Washington, D.C. – In comments filed yesterday to the Bureau of Consumer Financial Protection, thirty-six consumer, privacy, civil rights and public interest organizations said that the agency’s proposed debt collection regulations threaten consumers’ privacy and security. Noting that privacy was one of the major concerns prompting Congress to enact the Fair Debt Collection Practices Act, the groups warned that in attempting to interpret the statute and take into account new means of communications, the agency was opening the door to more potential privacy abuses and security problems, at a time when there are already serious concerns about rampant robocalling, online privacy, data breaches, and identity theft.
“Consumers’ privacy and security should be at the forefront as these regulations are crafted,” said Susan Grant, Director of Consumer Protection and Privacy at Consumer Federation of America, which led in drafting the comments. “Consumers don’t choose to be in debt trouble, and if they find themselves in that unfortunate situation we need to ensure that their problems aren’t made even worse by abusive collection practices that expose them to reputational and other potential harms.”
The groups object to provisions of the proposed rules that would allow debt collectors to:
- Contact consumers too frequently. A debt collector could make seven calls to a consumer within seven days about a debt and an unlimited number of emails or texts. Since many consumers have multiple debts, the number of calls they could receive is “staggering,” the groups said. For instance, a consumer with five debts could be called 35 times in seven days. On top of this, the consumer could receive a barrage of texts and emails. The limit should be three attempted calls and one conversation per consumer per week, the groups argued, regardless of the number of debts the firm is attempting to collect from that person. Similar limits should be set for texts and emails.
- Send texts and emails to consumers without their consent. Emails and texts can be disruptive and annoying, clog up consumers’ inboxes and use up data on their cellphones, and result in charges for consumers who have limited data plans. Furthermore, texts and emails are not necessarily “private,” since they may be read by others in a variety of circumstances. They may also contain malware that can jeopardize consumers’ privacy and security. To protect against inappropriate disclosures and ensure that consumers are actually able to receive and respond to the information about the debts, debt collectors should ask for their prior affirmative consent to use a particular email address or cell phone number for communications, the groups said.
- Post messages to consumers on social media platforms and send direct messages to them through those platforms. Though postings would only be allowed on social media pages that cannot be seen by others, the groups pointed out that privacy settings are not infallible and social media platforms “cannot be trusted to keep information private from outsiders or from their own voracious data collection activities.” Other messaging services may also not be private or secure. Therefore, debt collectors should not be able to use any of these methods to communicate with consumers, the groups said.
- Relay “limited-content messages” to the consumer and to third-parties in an attempt to locate the consumer. The groups noted that even a seemingly innocuous message such as “This is Robin Smith trying to reach Sam Jones. Please contact me at 1-800-555-1212.” is likely to raise questions about who Mr. Smith is and why he is trying to reach Mr. Jones. The groups noted that the option to mention an “account” is even more worrisome, since reasonable people would conclude that this refers to a debt. These messages would violate the provisions of the law intended to protect consumers from harassment and abuse, including intrusions of their privacy, the groups concluded.

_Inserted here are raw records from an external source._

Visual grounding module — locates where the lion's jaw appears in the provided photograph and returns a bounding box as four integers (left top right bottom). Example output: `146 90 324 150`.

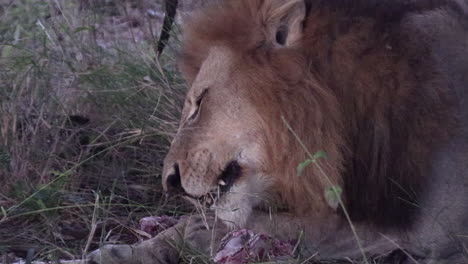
163 48 272 227
210 153 273 229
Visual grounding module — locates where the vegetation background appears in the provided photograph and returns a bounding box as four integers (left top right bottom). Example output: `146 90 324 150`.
0 0 214 262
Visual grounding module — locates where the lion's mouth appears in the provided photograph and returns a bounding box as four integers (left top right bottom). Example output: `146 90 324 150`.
187 161 242 207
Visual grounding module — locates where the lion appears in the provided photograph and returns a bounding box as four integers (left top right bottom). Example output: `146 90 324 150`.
90 0 468 264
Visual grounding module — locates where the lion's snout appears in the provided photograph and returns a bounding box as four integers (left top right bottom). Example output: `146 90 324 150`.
163 144 241 204
163 148 221 198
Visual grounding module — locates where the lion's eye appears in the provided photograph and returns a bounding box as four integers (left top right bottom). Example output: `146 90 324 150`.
189 89 208 120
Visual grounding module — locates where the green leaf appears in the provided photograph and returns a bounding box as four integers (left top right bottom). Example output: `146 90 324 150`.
297 159 313 176
312 150 327 162
325 186 343 210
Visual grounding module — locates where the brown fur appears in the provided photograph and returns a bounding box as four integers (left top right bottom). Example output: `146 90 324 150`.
87 0 468 264
181 0 456 228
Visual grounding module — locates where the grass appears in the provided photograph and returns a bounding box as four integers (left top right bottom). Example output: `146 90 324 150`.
0 0 192 260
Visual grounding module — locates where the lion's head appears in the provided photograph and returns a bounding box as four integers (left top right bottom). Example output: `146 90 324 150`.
163 0 342 226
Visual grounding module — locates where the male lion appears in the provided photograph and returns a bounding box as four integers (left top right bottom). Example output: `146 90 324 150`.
91 0 468 264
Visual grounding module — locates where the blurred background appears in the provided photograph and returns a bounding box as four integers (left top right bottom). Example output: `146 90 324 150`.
0 0 206 263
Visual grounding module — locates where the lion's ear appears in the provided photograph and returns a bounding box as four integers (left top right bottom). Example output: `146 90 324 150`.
262 0 307 46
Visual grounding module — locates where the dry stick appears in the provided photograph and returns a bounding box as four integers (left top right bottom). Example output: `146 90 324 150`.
0 131 161 224
281 116 369 264
156 0 179 57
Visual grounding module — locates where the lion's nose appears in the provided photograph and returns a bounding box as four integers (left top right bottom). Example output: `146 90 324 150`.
166 163 185 195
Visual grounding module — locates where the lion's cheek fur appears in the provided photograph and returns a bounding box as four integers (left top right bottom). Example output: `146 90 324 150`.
212 173 273 229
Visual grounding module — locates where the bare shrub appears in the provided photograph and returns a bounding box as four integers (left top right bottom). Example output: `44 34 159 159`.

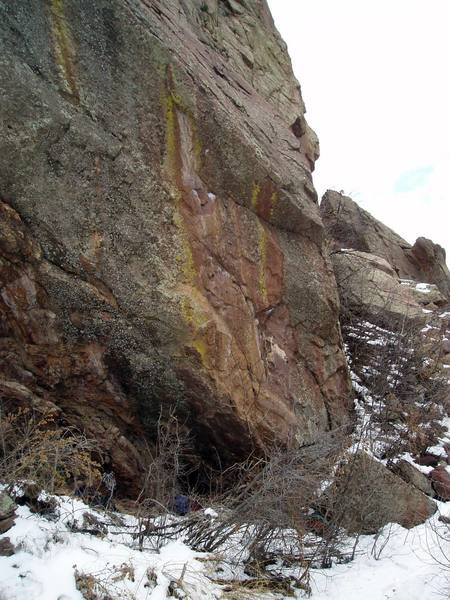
0 405 101 493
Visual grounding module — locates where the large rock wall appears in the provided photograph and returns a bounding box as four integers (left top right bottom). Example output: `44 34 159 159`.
0 0 349 492
320 190 450 300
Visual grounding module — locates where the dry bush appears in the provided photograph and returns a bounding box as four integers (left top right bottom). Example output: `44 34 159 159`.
182 432 343 588
342 312 449 458
0 405 101 493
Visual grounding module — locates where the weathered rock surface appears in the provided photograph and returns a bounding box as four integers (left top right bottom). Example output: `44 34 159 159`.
430 466 450 502
393 459 434 497
0 0 349 493
332 250 425 328
331 452 437 534
320 190 450 301
0 492 17 535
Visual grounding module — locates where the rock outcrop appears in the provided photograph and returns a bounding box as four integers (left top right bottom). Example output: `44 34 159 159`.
328 452 437 534
0 0 350 493
320 190 450 301
0 492 17 535
332 250 425 328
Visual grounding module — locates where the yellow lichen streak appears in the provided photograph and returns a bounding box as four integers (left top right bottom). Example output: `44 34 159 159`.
258 219 267 303
50 0 80 104
252 183 261 210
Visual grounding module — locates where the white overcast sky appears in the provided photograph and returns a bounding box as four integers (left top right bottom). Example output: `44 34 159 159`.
269 0 450 255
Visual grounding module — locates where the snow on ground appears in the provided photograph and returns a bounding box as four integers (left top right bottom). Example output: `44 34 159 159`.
0 497 219 600
312 503 450 600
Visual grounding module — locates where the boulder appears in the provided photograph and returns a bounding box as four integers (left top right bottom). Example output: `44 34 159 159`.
392 459 434 497
430 466 450 502
332 250 426 328
0 538 16 556
0 492 17 534
0 0 351 495
327 452 437 534
320 190 450 302
401 279 448 310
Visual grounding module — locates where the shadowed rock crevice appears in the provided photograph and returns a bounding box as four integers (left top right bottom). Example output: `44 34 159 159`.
0 0 351 493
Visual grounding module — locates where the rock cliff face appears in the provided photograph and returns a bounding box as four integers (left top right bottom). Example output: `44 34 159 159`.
0 0 350 486
320 190 450 300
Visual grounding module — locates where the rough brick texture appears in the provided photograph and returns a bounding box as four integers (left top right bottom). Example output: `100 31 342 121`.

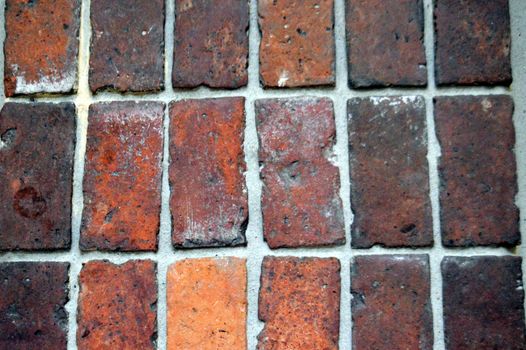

- Provide crucial information to consumers via hyperlinks. The groups said that consumers’ well-founded reluctance to click on links in messages from strangers because of the danger of malware could prevent them from getting the important information they need about the debts. Another problem is that scammers and phishers posing as debt collectors could send messages with infected links. The groups also expressed concerns about directing consumers to websites, which would enable debt collectors to track them online, and about dashboards that could be vulnerable to data breaches and other abuses.
“The harms that result from invasions of privacy, both tangible and intangible, are very real to consumers,’ said Ms. Grant. “Debt collection regulations should aim to protect consumers from abuse, not protect debt collectors from responsibility to keep consumers’ personal information private and secure.”